Geistlicher Impuls für den Monat Mai 2020

Es ist noch früh am Morgen. Nach drei Monaten des Laufverbots, aufgrund einer komplizierten Verletzung, hole ich meine Turnschuhe aus dem Schrank, um in die kleine Anbetungskapelle nach Eiterfeld zu joggen. Ein erster Schritt zurück in eine „Freiheit“, die ich so sehr vermisst habe. Gleichzeitig ein Wagnis. Ich frage mich: „Werde ich die Strecke überhaupt schaffen? Welche Konsequenzen wird dieser Start mit sich bringen? Vielleicht sogar ein schmerzhafter Rückschlag?“. In Eiterfeld angekommen, werden mir meine Schwächen und menschlichen Begrenztheiten sehr bewusst. Der Neueinstieg ist schwieriger, als ich ihn mir vorgestellt hatte. Ich erahne, ein anstrengender Weg liegt vor mir. Nur mit viel Training und Disziplin werde ich wieder das Vertrauen in meine Füße und meinen Körper bekommen.

Es sind zwei Gedanken, die mich an diesem Morgen bewegen und die ich gerne mit Ihnen teilen möchte.

  • Einmal: Die genannten Erfahrungen spiegeln einzelne Züge unserer derzeitigen Situation mit all ihren Einschränkungen zur Eindämmung der Corona-Pandemie sowie den anstehenden Lockerungen wider.

  • Eine weitere Überlegung: Der Lauf als ein Bild für meine Beziehung zu Jesus Christus.

„Lauft, damit ihr ihn (Christus) gewinnt“, ermutigt Paulus seine Gemeinde in Korinth (1. Kor. 9,24). Unser Lauf soll also Christus gehören. Für ihn sollen wir alles einsetzen. Er ist es für Paulus, der uns aus dem Dunkel in das Licht (der Freiheit) führt. Ist das tatsächlich auch mein Glaube?

Mit Blick auf die derzeitigen Einschränkungen halte ich die Luft an. Ich leide mit den mir anvertrauten Menschen unter den Verlusten und dem Verzicht. Vieles fehlt, anderes macht Angst! Die Lockerungen der letzten Wochen könnten einen Rückschlag bedeuten. Das alles arbeitet in mir. Ich stelle fest, dass ich konkrete Vorstellungen davon habe, wie mein Lebensweg mit Christus auszusehen hat. Und wenn ich dann so gehe und sehe, dass das Leben plötzlich nicht in den von mir kontrollierbaren und geordneten Bahnen läuft, bin ich überrascht, wie anders und anstrengend sich die Realität anfühlt. Der Wettlauf beginnt: Ein Leben nach den Vorstellung dieser Welt oder ein Leben mit Jesus Christus.

Motiviert durch die Worte des Evangeliums ergreife ich die Initiative. Ich will mich von der Krise und den Störungen des Lebens nicht ausbremsen lassen. In all dem erlebe ich, ähnlich wie bei meinen sportlichen Aktivitäten, eine große Eigenverantwortung. Ich entdecke im Verzicht auf die herkömmlichen Gottesdienstformen neue Chancen, um Gott im Gebet, den virtuellen Angeboten und ganz besonders in unserer kleinen Hauskirche – der Familie – neu zu entdecken.

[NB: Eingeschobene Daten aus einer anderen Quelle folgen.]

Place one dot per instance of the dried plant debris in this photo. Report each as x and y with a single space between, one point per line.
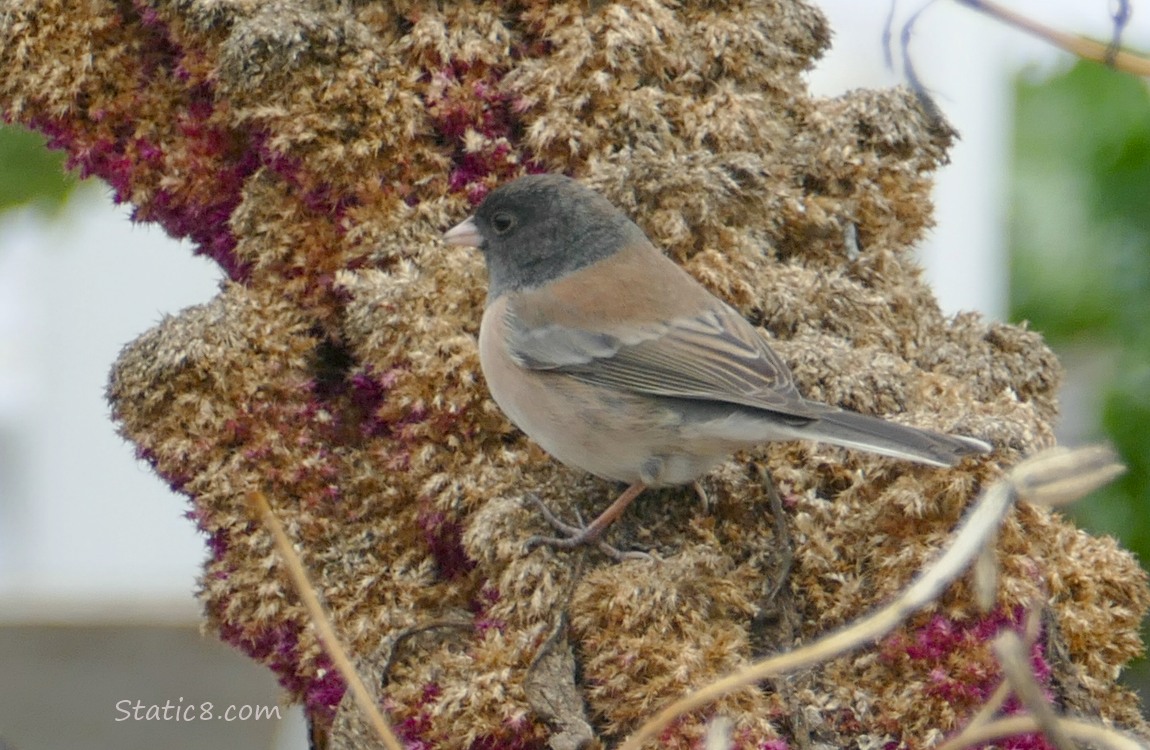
316 150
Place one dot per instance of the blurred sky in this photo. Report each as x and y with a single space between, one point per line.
86 533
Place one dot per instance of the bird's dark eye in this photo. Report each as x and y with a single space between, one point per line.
503 222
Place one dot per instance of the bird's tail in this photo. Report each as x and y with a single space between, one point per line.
874 435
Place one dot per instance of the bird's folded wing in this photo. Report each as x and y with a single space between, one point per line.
715 357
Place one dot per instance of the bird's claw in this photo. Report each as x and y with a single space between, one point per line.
576 536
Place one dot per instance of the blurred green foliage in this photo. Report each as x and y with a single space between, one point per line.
30 173
1080 266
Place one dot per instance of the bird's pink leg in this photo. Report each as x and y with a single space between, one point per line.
591 533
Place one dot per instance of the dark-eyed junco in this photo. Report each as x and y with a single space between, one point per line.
616 361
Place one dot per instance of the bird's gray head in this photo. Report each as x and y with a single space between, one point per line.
539 228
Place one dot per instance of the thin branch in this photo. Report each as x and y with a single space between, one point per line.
1082 47
1014 658
1040 477
323 628
1079 729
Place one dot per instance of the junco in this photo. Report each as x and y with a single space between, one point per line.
618 362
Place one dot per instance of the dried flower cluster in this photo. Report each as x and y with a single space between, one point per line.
316 148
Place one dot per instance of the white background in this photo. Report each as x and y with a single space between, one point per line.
89 534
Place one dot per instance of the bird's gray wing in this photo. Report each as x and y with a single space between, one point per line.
715 356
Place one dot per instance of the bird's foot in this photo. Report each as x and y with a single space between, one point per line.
576 536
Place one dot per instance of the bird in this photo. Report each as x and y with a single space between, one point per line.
616 361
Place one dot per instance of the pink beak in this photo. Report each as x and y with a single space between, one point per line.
465 234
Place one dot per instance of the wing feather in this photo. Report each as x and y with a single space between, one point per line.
714 357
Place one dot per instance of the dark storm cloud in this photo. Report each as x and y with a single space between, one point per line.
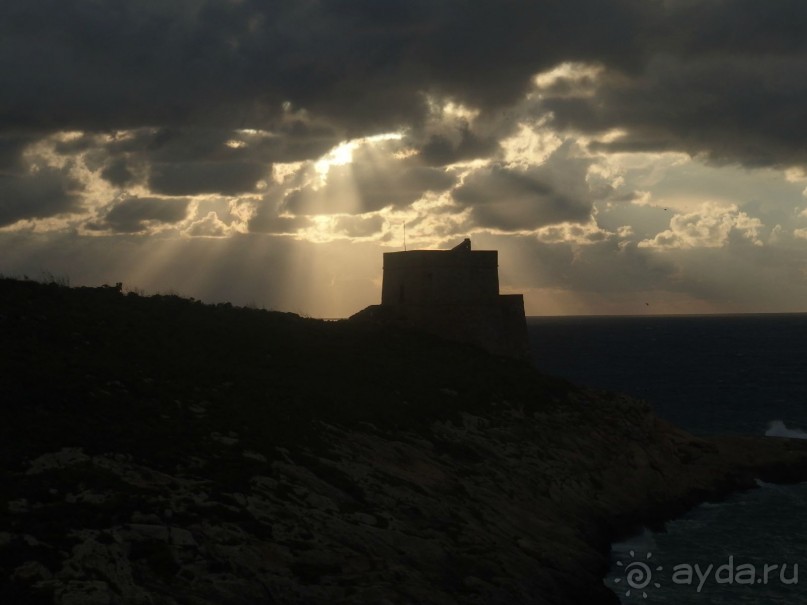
722 77
360 63
514 199
41 194
132 215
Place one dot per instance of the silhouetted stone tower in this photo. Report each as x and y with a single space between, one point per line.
455 294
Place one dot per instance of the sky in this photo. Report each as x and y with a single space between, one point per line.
624 156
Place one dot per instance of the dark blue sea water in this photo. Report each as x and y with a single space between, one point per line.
740 374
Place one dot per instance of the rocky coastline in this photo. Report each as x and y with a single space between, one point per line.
161 451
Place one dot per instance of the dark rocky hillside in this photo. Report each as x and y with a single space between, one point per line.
161 451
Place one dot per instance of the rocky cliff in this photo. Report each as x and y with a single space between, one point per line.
157 450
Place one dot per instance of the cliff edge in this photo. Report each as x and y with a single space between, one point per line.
158 450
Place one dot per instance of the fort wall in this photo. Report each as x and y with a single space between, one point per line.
454 294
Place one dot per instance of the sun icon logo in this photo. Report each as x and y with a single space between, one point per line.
638 575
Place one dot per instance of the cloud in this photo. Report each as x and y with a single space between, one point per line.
209 226
373 180
359 226
39 193
135 214
190 178
516 199
710 227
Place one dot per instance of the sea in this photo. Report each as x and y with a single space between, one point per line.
711 375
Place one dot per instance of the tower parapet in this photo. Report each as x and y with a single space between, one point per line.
454 294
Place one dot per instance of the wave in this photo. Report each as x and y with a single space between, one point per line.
777 428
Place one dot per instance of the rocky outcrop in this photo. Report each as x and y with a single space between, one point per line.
157 451
514 506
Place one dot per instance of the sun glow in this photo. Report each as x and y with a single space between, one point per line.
343 153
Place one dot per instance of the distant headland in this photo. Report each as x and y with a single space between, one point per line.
160 450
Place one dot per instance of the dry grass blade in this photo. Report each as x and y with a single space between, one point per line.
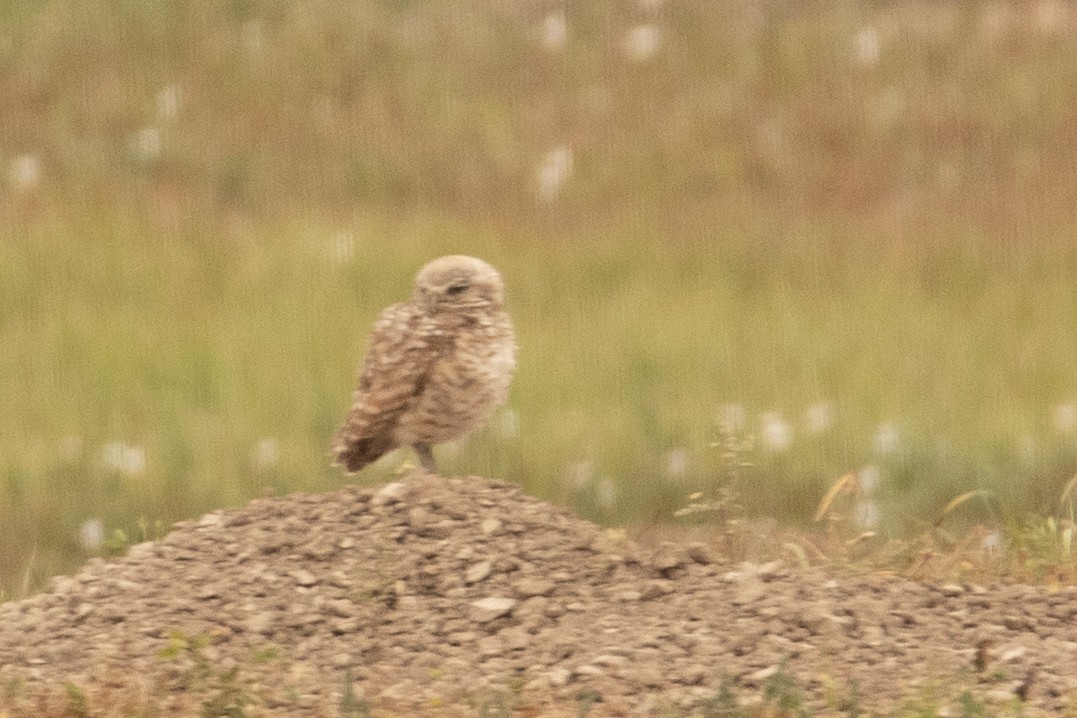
844 483
959 501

Meine Entscheidung ist klar: Mein Lauf soll ihm – Jesus Christus – gehören. Nicht weil ich es müsste oder mir jemand Druck macht. Überhaupt nicht! Vielmehr weil ich es will und mir genauso wünsche. Im Gegensatz zum Sport geschieht diese Neuorientierung im Glauben weder aus eigener Kraft, noch ist sie mit Leistungen verbunden. Christus selbst ist es, der mich mit seiner liebenden Aufmerksamkeit antreibt.

Ich weiß nicht, wohin uns die derzeitige Krise führt, aber ich erfahre, durch alles führt der Herr und spricht in unser Leben hinein. Er ist eine große segnende, liebende Kraft, die unser Leben im Blick hat. Und genau das hält und trägt mich in dieser Zeit der Veränderung und lässt mich mit Dankbarkeit auf ihn schauen.